ZSH + Spaceship Prompt
I use ZSH for my shell and Spaceship Prompt for some niceties.
General
Most of these apps I settled on many years ago. It wouldn’t surprise me to find there are newer, better versions of all of them, but they work well enough for me.
Alfred
Alfred has been my everything app for years. I don’t know what category it even falls in because it does so much. It handles app switching, system search, clipboard management, text expansion, basic calculator, unit and currency conversions, music and more. If you aren’t using something in this category you are probably missing out.
Simplenote
Simple and fast note taking app. I use the iOS and Mac apps though they probably have web as well.

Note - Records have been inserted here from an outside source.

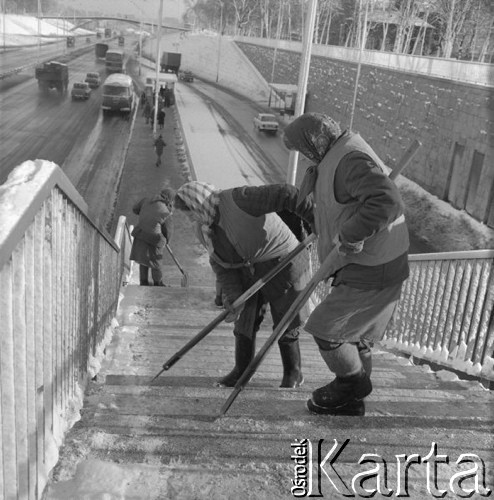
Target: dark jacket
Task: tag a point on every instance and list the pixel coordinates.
(257, 201)
(153, 230)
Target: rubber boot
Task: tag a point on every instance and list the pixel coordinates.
(143, 275)
(244, 353)
(343, 396)
(365, 355)
(292, 364)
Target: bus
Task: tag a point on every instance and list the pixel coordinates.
(114, 61)
(165, 80)
(118, 93)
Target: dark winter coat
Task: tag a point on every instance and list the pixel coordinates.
(153, 230)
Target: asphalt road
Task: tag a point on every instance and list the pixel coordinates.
(88, 147)
(91, 149)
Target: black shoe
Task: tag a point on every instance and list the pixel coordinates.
(352, 409)
(343, 390)
(292, 365)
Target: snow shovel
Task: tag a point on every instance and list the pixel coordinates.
(243, 298)
(327, 268)
(184, 283)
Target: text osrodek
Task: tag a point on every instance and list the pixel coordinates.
(317, 474)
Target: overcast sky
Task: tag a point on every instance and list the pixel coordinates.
(145, 8)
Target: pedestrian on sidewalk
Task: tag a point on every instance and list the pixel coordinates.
(357, 210)
(146, 112)
(159, 145)
(153, 230)
(161, 118)
(245, 239)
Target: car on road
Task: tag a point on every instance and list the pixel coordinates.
(187, 76)
(266, 122)
(93, 79)
(80, 90)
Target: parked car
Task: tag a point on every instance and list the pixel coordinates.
(93, 79)
(80, 90)
(266, 122)
(187, 76)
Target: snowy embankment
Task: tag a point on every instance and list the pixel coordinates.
(24, 31)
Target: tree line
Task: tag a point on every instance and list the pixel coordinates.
(462, 29)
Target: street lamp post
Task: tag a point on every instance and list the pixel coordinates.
(302, 83)
(220, 33)
(158, 56)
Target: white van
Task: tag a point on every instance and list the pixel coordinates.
(118, 93)
(165, 80)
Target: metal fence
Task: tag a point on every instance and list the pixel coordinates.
(60, 278)
(446, 311)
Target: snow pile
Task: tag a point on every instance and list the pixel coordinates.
(26, 30)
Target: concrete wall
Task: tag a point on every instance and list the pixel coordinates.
(453, 120)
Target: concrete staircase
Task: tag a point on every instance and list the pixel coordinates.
(138, 440)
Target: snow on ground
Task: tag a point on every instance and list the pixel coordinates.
(436, 222)
(18, 30)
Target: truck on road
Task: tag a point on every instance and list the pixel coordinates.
(52, 75)
(114, 61)
(118, 94)
(100, 50)
(170, 62)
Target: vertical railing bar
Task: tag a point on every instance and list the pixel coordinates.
(490, 328)
(441, 307)
(463, 314)
(476, 324)
(412, 306)
(48, 327)
(7, 430)
(58, 315)
(403, 308)
(30, 237)
(39, 290)
(418, 303)
(450, 305)
(73, 296)
(20, 377)
(482, 314)
(424, 334)
(67, 330)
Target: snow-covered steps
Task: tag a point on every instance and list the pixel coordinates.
(165, 439)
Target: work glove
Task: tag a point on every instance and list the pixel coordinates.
(347, 249)
(233, 314)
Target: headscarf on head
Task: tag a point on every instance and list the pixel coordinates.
(313, 135)
(166, 196)
(201, 198)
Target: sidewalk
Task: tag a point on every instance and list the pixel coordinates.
(141, 440)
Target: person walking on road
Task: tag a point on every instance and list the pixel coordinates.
(359, 212)
(161, 117)
(154, 229)
(245, 239)
(146, 112)
(159, 145)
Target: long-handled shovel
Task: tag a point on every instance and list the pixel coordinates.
(328, 267)
(184, 283)
(243, 298)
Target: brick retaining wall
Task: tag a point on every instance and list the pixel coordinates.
(454, 121)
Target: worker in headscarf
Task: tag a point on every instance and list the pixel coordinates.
(245, 239)
(359, 211)
(151, 232)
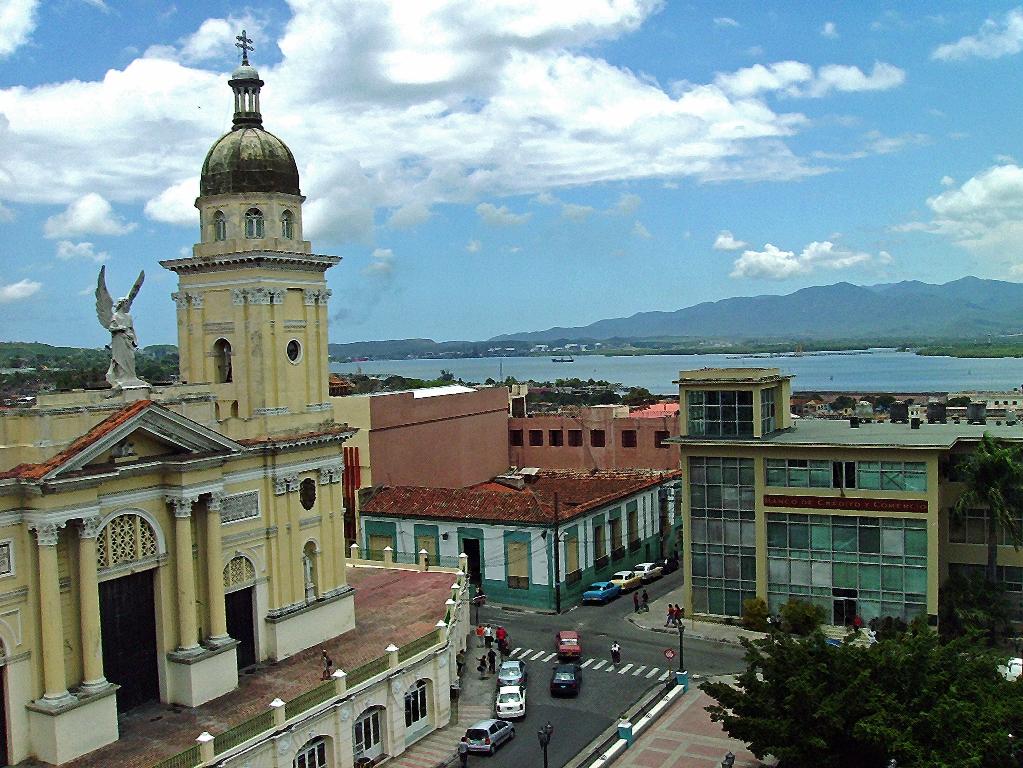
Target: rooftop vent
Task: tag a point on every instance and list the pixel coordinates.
(976, 413)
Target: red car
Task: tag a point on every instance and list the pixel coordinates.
(568, 644)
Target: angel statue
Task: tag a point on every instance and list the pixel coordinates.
(114, 316)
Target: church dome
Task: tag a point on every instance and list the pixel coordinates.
(249, 160)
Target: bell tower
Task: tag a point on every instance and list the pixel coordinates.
(252, 299)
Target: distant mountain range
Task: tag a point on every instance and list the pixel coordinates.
(968, 308)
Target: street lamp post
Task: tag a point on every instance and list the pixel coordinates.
(544, 736)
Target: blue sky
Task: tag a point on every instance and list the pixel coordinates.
(491, 167)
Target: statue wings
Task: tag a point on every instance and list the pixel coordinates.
(104, 304)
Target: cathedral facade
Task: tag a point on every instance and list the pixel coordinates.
(153, 540)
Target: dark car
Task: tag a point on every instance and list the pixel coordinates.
(567, 678)
(668, 565)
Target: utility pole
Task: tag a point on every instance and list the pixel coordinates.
(558, 562)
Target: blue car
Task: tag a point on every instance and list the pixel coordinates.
(602, 592)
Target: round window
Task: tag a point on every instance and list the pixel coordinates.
(307, 493)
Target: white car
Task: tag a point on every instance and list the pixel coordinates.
(649, 572)
(510, 702)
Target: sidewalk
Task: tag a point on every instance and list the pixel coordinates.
(476, 702)
(695, 629)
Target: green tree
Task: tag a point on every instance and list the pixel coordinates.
(924, 704)
(993, 480)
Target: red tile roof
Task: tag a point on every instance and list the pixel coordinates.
(657, 410)
(577, 493)
(36, 471)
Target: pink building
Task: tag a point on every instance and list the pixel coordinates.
(603, 437)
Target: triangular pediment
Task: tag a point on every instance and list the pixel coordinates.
(140, 432)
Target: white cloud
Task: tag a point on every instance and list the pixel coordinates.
(627, 205)
(774, 264)
(984, 215)
(725, 241)
(90, 214)
(382, 264)
(68, 251)
(500, 217)
(398, 106)
(574, 212)
(993, 40)
(410, 215)
(796, 79)
(16, 290)
(17, 20)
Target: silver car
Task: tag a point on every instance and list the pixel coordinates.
(512, 673)
(487, 735)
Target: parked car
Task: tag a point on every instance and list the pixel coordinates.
(668, 565)
(567, 678)
(567, 643)
(602, 591)
(512, 673)
(649, 572)
(487, 735)
(626, 580)
(510, 702)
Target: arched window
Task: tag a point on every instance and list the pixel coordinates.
(254, 223)
(312, 755)
(416, 713)
(222, 360)
(219, 226)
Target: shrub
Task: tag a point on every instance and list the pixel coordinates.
(801, 618)
(755, 614)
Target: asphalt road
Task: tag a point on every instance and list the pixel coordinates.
(606, 692)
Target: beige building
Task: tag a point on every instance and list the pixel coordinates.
(852, 516)
(153, 541)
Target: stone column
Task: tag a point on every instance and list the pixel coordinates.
(51, 625)
(187, 627)
(88, 596)
(215, 571)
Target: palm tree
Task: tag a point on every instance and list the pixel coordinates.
(993, 479)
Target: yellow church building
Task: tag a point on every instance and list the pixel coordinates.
(154, 539)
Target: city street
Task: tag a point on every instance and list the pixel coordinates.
(607, 691)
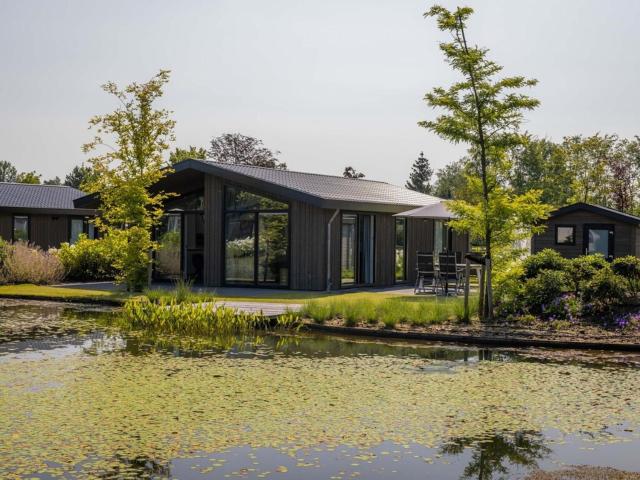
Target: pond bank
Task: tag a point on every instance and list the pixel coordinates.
(492, 335)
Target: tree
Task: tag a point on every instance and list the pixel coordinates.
(420, 176)
(541, 164)
(125, 173)
(243, 150)
(180, 154)
(623, 167)
(8, 172)
(451, 181)
(79, 176)
(53, 181)
(587, 159)
(484, 112)
(350, 172)
(28, 177)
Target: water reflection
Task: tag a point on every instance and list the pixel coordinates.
(495, 456)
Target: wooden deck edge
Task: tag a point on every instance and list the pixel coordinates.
(474, 339)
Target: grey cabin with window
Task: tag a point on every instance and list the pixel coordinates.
(582, 229)
(42, 215)
(239, 225)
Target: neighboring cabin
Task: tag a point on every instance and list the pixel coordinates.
(583, 228)
(238, 225)
(43, 215)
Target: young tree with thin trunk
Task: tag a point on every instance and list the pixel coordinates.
(126, 171)
(484, 112)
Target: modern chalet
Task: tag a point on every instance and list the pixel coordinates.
(43, 215)
(238, 225)
(582, 229)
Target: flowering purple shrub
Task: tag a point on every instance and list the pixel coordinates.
(564, 307)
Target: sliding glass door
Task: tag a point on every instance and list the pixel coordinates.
(357, 244)
(256, 239)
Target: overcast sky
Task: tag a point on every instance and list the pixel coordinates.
(328, 83)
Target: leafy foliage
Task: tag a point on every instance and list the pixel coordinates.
(547, 259)
(124, 175)
(180, 154)
(484, 112)
(29, 177)
(90, 260)
(8, 172)
(79, 177)
(350, 172)
(544, 288)
(243, 150)
(420, 176)
(628, 268)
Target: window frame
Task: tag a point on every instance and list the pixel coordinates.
(403, 220)
(256, 241)
(13, 227)
(564, 244)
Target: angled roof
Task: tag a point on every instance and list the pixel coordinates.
(326, 191)
(604, 211)
(24, 197)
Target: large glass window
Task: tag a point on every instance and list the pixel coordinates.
(256, 239)
(565, 235)
(20, 228)
(357, 249)
(348, 253)
(401, 249)
(80, 226)
(169, 238)
(240, 235)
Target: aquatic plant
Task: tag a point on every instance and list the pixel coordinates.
(201, 318)
(389, 311)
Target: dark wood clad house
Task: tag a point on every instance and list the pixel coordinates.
(43, 215)
(238, 225)
(582, 229)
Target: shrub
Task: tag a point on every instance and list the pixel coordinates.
(547, 259)
(565, 307)
(88, 260)
(509, 289)
(29, 264)
(603, 292)
(544, 289)
(4, 250)
(628, 268)
(583, 268)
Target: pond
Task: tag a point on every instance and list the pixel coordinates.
(81, 399)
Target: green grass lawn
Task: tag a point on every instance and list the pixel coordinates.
(45, 292)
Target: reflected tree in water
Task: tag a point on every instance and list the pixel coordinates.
(492, 456)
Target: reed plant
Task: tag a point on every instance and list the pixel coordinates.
(389, 311)
(200, 318)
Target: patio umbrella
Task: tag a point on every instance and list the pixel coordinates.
(436, 211)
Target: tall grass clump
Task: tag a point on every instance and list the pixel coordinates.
(195, 318)
(23, 263)
(389, 311)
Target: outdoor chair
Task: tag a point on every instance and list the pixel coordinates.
(448, 275)
(426, 273)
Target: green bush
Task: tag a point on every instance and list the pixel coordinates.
(542, 290)
(509, 289)
(603, 293)
(583, 268)
(25, 263)
(628, 268)
(547, 259)
(89, 260)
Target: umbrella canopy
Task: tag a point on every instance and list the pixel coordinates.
(438, 211)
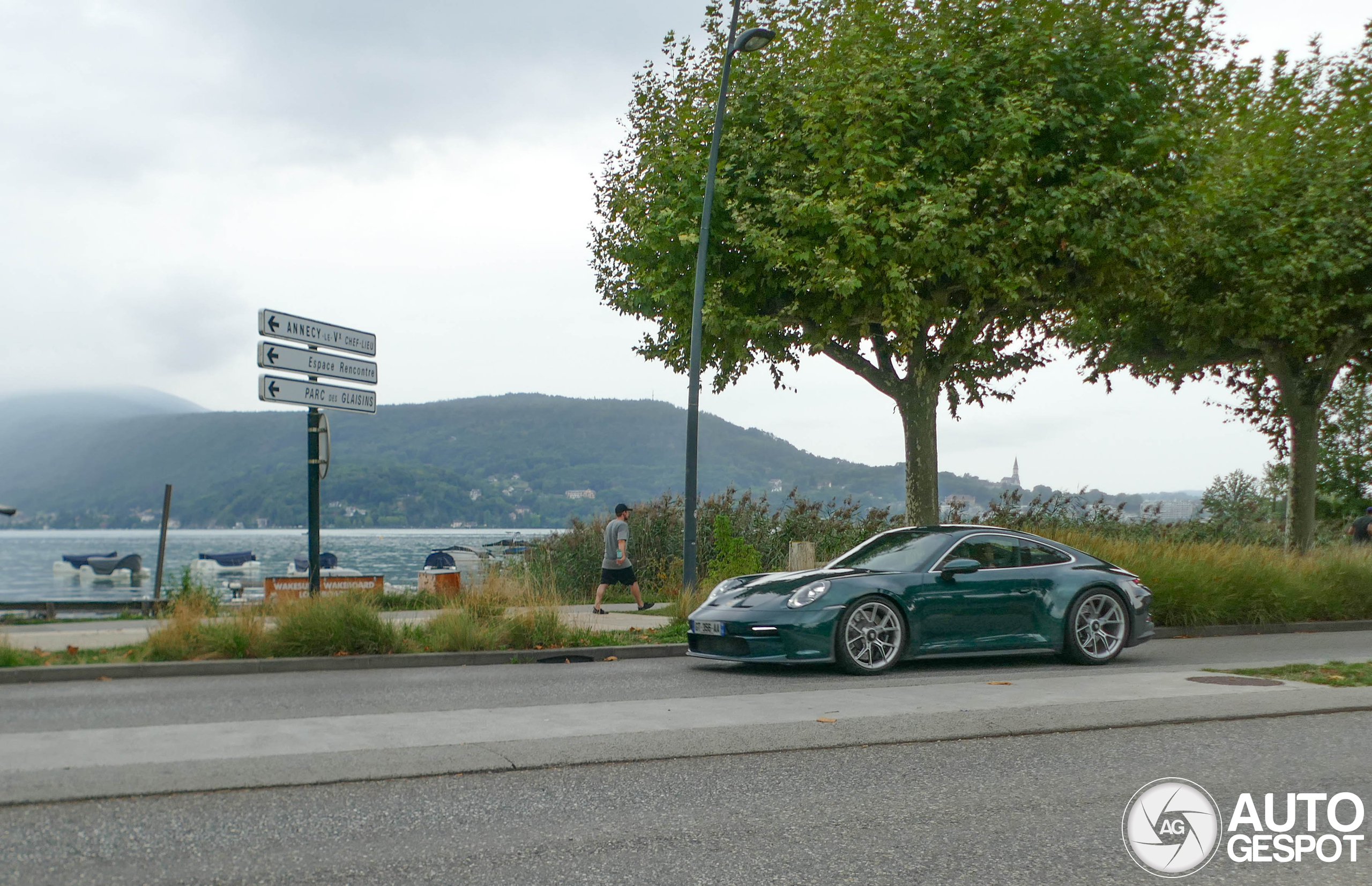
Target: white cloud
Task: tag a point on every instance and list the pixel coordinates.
(424, 172)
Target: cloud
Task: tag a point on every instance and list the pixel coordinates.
(189, 326)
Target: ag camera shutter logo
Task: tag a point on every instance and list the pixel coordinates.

Not much to say - it’s fast and reliable.
Fantastical
Calendar UI of choice, Mac and iOS are both well designed and easy to use.
Divvy
Window manager for Mac. Have a few shortscuts set up for different window arrangements, or pull up their little UI with a grid overlay to quickly do more customer arrangements.
NetNewsWire
In this house we believe RSS never died. I was using Reeder and Feedbin for a long time, and they served me well. I recently switched to NetNewsWire with iCloud sync for a free alternative.
Soulver
Soulver is a very neat little calculator app. It’s hard to describe but they say “Notepad, meet calculator”, which basically covers it. Better to go see it yourself if that sounds interesting.